Presumably all of this is explaind by updated E5 chips not yet officially announced or shown on the Intel web site*—
Apple’s stated “up to 12 cores” is odd, because the 8 core members of the Xeon E5 family offer the best feature combinations (8+8=16 cores for a dual-CPU system). But a max of 12 cores implies either a single 12-core chip or two 6-core chips. Apple’s sneak peak pictures show only a single CPU on the unit. Could a 12-core CPU be in the works?
My guess is one CPU chip, but with a choice of 4, 6, or 12 cores.

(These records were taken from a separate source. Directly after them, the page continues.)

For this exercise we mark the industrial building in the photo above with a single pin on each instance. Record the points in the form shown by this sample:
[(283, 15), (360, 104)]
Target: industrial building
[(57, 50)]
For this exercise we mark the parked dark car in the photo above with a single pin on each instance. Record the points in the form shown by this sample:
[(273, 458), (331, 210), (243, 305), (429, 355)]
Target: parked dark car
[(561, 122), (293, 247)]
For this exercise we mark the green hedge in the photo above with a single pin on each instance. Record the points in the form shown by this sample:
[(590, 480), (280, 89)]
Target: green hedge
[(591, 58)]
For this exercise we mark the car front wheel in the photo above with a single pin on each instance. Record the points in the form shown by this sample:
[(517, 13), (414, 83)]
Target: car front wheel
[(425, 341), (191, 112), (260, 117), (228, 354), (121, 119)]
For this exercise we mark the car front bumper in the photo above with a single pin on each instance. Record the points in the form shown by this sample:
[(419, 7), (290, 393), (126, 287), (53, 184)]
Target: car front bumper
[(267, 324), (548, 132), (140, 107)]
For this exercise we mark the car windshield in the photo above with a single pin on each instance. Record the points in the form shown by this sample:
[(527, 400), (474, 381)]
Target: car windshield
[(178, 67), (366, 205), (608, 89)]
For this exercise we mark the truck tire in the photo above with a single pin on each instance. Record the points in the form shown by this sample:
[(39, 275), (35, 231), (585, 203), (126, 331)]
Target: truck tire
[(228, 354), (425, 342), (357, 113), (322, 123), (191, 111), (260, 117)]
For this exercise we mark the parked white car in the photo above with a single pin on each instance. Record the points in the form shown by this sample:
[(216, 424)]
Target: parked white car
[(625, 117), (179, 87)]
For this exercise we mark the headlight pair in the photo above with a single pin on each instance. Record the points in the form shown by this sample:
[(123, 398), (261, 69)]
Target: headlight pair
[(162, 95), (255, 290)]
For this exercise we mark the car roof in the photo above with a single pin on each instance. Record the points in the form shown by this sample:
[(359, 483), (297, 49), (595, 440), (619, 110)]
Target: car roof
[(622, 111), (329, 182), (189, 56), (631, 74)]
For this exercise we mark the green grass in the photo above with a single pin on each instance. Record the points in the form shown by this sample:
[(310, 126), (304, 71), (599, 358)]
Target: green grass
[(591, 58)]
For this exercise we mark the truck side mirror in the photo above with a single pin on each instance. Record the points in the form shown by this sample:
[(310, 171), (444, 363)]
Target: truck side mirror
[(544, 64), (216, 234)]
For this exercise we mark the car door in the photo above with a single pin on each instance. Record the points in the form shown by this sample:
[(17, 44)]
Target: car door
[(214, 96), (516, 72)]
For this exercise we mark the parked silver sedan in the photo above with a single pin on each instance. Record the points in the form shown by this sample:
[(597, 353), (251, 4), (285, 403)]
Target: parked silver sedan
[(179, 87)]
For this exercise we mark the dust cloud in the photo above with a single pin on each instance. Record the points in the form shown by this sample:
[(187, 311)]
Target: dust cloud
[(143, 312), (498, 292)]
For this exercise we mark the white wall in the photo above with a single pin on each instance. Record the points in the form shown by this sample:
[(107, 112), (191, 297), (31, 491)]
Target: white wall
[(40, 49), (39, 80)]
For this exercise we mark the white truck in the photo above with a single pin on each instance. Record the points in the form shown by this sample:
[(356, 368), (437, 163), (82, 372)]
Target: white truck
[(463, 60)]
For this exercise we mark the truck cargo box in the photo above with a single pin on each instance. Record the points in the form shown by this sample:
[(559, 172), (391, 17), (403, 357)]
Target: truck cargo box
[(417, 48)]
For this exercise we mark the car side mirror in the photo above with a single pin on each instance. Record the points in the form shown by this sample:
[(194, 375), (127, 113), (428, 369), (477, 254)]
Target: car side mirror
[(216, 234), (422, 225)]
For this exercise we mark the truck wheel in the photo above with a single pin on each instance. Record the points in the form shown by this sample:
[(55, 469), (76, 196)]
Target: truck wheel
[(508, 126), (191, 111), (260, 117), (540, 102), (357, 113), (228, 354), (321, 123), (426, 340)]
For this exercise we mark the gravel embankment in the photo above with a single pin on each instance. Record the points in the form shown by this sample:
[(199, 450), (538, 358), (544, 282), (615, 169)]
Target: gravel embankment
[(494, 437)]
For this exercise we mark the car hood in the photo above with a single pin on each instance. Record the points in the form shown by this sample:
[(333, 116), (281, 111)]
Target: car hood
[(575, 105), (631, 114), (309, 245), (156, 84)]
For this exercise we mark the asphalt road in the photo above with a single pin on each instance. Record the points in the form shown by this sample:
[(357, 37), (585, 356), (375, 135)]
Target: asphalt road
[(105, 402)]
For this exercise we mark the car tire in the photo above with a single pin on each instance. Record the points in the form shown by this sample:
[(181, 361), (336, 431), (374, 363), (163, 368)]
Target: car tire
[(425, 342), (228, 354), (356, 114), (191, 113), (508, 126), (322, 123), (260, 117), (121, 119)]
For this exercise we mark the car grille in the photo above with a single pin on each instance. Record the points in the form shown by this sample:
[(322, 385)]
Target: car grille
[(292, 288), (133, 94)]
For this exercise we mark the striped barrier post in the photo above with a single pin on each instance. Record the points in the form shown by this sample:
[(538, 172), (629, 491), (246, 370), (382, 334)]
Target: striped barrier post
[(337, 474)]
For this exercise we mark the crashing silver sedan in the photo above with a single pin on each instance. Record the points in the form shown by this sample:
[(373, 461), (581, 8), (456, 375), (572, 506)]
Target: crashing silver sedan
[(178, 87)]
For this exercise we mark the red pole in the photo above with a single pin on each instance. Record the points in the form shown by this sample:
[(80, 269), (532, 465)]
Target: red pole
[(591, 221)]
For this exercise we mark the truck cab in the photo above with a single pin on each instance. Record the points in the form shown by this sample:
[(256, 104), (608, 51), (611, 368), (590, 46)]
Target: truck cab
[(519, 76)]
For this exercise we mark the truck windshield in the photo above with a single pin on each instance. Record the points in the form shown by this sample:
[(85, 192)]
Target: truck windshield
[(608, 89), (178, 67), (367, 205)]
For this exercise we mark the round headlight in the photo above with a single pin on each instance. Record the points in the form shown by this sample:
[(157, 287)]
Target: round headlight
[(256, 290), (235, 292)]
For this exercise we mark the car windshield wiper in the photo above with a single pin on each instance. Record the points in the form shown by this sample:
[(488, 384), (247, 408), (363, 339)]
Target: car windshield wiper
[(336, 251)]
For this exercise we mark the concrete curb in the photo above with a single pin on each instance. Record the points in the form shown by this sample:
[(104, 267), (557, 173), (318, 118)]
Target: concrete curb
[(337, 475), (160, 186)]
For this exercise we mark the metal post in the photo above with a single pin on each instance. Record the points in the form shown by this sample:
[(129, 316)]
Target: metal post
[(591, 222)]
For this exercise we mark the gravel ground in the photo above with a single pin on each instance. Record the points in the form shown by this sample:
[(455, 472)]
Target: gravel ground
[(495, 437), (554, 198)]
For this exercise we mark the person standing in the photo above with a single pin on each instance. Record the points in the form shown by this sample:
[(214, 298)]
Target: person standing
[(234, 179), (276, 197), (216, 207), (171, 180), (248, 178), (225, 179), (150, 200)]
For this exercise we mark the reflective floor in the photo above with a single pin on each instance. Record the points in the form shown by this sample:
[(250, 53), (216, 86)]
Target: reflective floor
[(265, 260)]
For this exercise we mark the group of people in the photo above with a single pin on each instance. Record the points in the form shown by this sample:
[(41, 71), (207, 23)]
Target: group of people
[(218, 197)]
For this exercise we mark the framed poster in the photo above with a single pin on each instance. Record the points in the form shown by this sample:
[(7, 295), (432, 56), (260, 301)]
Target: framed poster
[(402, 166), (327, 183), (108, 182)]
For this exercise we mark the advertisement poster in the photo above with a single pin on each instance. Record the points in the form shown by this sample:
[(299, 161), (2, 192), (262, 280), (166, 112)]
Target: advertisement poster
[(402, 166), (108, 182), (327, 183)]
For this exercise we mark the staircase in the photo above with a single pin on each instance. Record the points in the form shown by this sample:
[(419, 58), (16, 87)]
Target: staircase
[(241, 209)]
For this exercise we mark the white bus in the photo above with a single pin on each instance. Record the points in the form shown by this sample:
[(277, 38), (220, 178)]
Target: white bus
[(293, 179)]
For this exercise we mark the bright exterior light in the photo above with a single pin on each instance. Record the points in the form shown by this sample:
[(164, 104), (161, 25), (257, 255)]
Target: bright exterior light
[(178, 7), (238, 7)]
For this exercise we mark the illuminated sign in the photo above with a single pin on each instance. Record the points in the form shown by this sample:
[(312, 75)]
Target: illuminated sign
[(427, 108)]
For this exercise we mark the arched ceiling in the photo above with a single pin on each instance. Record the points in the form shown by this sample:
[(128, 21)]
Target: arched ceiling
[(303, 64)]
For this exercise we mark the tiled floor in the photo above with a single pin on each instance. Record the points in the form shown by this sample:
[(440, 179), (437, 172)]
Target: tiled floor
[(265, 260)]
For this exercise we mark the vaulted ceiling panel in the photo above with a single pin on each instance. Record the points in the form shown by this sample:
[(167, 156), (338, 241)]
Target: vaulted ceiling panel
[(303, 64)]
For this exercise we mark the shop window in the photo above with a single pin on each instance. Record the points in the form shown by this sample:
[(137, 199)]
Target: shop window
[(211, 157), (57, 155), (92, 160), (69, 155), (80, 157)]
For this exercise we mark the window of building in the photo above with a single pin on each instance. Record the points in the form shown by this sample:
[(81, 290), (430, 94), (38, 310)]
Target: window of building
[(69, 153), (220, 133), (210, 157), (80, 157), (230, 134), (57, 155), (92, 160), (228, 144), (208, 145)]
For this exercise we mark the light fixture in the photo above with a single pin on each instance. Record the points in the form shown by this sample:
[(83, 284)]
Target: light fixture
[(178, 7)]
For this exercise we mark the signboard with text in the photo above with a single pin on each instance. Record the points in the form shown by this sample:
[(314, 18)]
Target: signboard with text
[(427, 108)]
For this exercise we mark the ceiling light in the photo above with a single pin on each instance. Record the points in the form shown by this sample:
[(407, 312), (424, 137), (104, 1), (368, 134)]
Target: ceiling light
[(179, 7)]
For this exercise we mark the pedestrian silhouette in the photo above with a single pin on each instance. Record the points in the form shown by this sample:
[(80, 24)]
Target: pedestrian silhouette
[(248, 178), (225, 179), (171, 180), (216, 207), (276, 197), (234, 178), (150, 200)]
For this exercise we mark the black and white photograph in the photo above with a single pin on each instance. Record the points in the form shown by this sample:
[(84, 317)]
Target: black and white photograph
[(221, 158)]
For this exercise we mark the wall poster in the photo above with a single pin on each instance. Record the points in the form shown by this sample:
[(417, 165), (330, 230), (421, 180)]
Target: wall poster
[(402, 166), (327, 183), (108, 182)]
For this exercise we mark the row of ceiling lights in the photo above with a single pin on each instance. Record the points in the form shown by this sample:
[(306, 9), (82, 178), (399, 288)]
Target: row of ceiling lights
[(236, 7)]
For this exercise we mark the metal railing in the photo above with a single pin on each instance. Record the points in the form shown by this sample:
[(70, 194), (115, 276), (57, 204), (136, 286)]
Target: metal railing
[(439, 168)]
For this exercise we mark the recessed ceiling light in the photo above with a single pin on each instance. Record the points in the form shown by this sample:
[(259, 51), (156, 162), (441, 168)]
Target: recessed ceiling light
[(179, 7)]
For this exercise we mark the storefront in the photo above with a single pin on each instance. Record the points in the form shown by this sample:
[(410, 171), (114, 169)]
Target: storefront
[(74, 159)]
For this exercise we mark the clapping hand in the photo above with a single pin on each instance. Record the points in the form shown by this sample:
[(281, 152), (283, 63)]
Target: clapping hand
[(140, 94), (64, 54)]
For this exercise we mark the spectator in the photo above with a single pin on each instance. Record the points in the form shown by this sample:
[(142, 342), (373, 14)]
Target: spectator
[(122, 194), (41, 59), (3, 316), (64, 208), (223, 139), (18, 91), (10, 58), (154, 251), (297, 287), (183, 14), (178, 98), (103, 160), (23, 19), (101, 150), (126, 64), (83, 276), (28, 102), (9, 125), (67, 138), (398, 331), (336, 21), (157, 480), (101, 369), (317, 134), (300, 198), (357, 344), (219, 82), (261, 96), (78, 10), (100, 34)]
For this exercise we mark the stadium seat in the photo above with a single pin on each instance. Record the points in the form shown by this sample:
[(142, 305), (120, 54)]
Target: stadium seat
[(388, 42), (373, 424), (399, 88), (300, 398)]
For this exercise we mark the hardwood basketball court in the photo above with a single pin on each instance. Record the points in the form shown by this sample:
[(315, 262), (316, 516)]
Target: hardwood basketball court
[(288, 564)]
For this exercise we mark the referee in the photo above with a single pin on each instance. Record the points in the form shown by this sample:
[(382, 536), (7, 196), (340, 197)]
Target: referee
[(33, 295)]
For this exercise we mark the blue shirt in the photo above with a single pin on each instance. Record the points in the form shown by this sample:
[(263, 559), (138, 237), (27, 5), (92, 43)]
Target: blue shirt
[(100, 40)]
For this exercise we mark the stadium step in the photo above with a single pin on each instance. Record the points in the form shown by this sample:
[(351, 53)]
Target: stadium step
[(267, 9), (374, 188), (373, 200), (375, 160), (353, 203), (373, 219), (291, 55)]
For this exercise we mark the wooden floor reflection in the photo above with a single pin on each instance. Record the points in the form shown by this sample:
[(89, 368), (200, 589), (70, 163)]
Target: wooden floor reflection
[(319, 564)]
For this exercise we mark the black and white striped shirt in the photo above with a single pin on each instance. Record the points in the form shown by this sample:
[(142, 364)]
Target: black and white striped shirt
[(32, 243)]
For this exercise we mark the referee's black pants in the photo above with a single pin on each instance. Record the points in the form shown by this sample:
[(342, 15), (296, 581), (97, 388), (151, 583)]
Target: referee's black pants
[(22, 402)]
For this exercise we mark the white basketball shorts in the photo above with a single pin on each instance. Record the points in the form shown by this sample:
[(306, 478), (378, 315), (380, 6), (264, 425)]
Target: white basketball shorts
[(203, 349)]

This would fit with the sneak preview images, which show one CPU slot and only 4 memory slots (no apparent room for more memory slots and probably another CPU would be too much heat on one “panel” of the three.
Also odd is that Intel lists the E5 CPUs as supporting no faster than 1600 MHz memory. Which suggests some as yet unannounced CPU update waiting in the wings, but maybe this is known (I don’t follow CPU intricacies).
A final incomfortable thought is that the fastest CPUs might be off limits due to TDP (total power dissipation of 95W, 115W or 135W for various existing CPU models).
The Mac Pro is likely to be delayed until late fall given these inconsistencies (waiting for newer CPUs to arrive). See the leaked roadmap.
* Xeon E5-2600 or “Ivy Bridge-EP” family, or possibly E5-4600 (Ivy Bridge-EP 45) and the E5-2400 (Ivy Bridge-EN).